The Electoral Commission (EC) initially said that with more than 90 percent of the ballots counted, Palang Pracharat, the military's proxy party, had more than 7.5 million votes.
That would position it to form a government under the current prime minister, General Prayuth Chan-ocha.
But there are growing complaints about irregularities and inaccurate data.
In a press conference on Monday, where it was expected to clarify the preliminary results, the EC instead delayed announcing them and said the full official results would come on 9 May.
Thailand's military has orchestrated more than a dozen successful coups, the latest in 2014, and has ruled the country through a junta since then.
Pheu Thai, the populist party that had been expected to finish first according to most polls, currently holds second place.
The party is a political vehicle of Thaksin Shinawatra, the former prime minister whose supporters have won every election since 2001.
But even if Pheu Thai manages to overturn the latest vote count, it will face significant obstacles to forming a new government in the lower house.
Meanwhile, the Palang Pracharat party is all but guaranteed the support of the junta-appointed Senate, under new electoral rules the junta drafted.
Under five years of military rule, Thailand's economy has stumbled, with the gap between rich and poor increasing.
Concerns from the Thai middle-class and business interests kept the pressure on the junta to call elections, although the date was put back several times, as the military sorted out its proxy party support.
Thai elections have often been followed by protests and street violence.
It's not clear whether the scale of the win by military-supporting coalition parties is sufficient to avoid that outcome again, but it also appears the prospect of stability and a desire to avoid unrest may well have been the priority for many Thai voters.
The country now likely faces several weeks of horse-trading between political parties, before a coalition government is formed.
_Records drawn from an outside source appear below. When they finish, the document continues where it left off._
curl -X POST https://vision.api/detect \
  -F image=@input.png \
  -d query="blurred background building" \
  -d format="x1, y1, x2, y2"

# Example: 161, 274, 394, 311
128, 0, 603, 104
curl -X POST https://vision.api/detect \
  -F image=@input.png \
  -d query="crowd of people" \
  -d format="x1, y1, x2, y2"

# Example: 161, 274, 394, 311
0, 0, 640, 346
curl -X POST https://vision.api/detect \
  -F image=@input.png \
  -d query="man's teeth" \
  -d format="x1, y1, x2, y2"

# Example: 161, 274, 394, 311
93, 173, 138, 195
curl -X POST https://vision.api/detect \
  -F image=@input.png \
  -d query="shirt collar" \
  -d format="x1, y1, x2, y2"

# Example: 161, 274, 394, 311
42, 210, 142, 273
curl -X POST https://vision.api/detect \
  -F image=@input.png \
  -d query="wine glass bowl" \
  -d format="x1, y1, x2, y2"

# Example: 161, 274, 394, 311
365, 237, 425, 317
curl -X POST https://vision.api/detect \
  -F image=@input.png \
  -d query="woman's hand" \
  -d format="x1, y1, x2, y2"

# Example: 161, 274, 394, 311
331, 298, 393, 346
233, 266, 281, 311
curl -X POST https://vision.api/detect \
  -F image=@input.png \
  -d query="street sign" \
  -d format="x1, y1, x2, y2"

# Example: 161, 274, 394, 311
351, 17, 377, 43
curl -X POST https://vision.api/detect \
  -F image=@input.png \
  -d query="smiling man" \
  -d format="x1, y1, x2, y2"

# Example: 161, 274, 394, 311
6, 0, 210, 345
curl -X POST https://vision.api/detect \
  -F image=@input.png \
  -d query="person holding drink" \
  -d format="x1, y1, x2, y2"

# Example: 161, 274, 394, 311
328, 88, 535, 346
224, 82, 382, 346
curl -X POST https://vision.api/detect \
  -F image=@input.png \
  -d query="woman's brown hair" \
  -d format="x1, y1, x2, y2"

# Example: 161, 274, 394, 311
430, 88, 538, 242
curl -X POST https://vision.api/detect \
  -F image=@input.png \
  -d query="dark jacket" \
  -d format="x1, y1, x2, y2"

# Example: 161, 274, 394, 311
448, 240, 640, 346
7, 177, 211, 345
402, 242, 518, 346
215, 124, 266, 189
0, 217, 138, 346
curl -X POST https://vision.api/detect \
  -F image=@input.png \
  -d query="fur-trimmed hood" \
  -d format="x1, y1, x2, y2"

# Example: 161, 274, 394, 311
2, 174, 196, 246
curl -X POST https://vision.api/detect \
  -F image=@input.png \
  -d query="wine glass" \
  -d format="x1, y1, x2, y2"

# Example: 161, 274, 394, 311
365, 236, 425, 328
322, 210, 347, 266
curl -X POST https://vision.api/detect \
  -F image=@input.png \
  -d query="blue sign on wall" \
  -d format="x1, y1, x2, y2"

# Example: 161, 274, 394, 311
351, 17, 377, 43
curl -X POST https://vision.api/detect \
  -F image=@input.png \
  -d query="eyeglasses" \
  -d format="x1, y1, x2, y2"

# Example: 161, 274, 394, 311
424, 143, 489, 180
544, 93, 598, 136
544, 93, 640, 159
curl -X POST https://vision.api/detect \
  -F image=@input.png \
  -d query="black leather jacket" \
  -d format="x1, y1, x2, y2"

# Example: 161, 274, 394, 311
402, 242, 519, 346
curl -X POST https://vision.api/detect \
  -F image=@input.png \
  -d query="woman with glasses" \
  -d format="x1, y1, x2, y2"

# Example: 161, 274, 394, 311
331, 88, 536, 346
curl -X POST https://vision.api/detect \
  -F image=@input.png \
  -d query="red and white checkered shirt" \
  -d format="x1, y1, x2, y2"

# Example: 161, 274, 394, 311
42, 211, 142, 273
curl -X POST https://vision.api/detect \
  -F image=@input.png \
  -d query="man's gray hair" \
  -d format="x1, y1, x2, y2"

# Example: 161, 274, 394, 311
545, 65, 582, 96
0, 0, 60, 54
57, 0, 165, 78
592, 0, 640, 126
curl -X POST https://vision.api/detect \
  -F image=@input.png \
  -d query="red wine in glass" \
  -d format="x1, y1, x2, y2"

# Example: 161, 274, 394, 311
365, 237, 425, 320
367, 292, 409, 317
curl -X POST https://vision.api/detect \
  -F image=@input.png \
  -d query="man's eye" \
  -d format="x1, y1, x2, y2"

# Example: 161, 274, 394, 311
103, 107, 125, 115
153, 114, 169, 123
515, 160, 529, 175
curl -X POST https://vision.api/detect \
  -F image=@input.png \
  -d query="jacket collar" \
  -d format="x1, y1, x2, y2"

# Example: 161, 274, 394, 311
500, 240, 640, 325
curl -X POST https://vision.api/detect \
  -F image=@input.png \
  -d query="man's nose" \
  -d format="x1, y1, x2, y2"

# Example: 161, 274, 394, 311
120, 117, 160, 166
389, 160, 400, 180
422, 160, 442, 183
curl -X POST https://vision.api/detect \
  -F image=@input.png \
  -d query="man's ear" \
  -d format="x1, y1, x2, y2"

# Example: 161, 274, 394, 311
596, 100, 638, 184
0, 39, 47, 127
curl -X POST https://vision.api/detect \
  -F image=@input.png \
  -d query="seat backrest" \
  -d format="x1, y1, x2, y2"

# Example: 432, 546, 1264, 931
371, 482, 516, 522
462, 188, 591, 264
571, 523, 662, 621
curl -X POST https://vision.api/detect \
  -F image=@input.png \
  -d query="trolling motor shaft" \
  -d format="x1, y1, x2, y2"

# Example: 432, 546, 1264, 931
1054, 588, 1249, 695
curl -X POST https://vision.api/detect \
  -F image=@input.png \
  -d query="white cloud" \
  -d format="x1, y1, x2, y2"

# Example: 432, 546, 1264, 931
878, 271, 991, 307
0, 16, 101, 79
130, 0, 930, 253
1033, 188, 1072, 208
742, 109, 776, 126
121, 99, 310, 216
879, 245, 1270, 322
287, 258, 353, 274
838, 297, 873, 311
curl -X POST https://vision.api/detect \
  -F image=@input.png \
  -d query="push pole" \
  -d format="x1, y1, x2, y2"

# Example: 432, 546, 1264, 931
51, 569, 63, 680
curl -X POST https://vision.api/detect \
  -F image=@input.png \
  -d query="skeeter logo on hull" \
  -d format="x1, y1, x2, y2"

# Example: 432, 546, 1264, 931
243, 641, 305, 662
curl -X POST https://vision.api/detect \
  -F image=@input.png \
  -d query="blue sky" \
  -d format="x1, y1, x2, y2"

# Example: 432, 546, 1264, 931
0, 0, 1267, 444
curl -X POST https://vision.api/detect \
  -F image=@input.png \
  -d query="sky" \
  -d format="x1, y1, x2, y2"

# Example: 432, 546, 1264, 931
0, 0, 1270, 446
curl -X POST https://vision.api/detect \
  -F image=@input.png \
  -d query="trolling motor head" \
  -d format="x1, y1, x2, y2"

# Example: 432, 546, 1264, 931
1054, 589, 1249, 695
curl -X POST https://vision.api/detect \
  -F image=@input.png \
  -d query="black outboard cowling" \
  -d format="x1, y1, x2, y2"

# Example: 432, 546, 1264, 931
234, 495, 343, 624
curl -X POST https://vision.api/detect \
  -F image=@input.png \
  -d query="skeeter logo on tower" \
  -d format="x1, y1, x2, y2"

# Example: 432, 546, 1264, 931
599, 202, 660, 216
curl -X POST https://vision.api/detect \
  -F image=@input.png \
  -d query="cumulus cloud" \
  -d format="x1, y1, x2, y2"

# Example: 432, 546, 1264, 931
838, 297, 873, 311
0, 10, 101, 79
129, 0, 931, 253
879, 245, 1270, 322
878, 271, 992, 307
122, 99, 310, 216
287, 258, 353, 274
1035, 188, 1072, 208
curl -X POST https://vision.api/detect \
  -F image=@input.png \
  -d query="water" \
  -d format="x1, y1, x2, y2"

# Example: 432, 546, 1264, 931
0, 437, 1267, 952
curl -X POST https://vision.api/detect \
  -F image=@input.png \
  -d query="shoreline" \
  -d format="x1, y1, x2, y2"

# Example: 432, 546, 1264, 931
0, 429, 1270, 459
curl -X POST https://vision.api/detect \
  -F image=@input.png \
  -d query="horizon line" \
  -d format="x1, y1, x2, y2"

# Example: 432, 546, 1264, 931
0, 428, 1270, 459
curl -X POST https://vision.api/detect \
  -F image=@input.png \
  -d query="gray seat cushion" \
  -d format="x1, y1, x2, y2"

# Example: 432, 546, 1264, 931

New Zealand votes deemed invalid
Thailand's ambassador to New Zealand is disappointed that more than 1,500 votes from people here have been declared invalid because they arrived too late.
In a statement, Danai Menabodhi said the Thai embassy regrets the voices of eligible Thai voters in New Zealand were not heard in the election.
Mr Menabodhi said embassy staff and volunteers had taken more than two months to prepare for advance voting, which was held earlier this month at the embassy in Wellington, at mobile polling units in Auckland and Blenheim, and through the mail.
1,862 people here had registered for early voting and 1,542 of them cast their votes, a turnout of more than 80 percent.
Envelopes containing individual ballots were reportedly sorted on March the 17th and sent from Wellington to Thailand as air cargo a day later.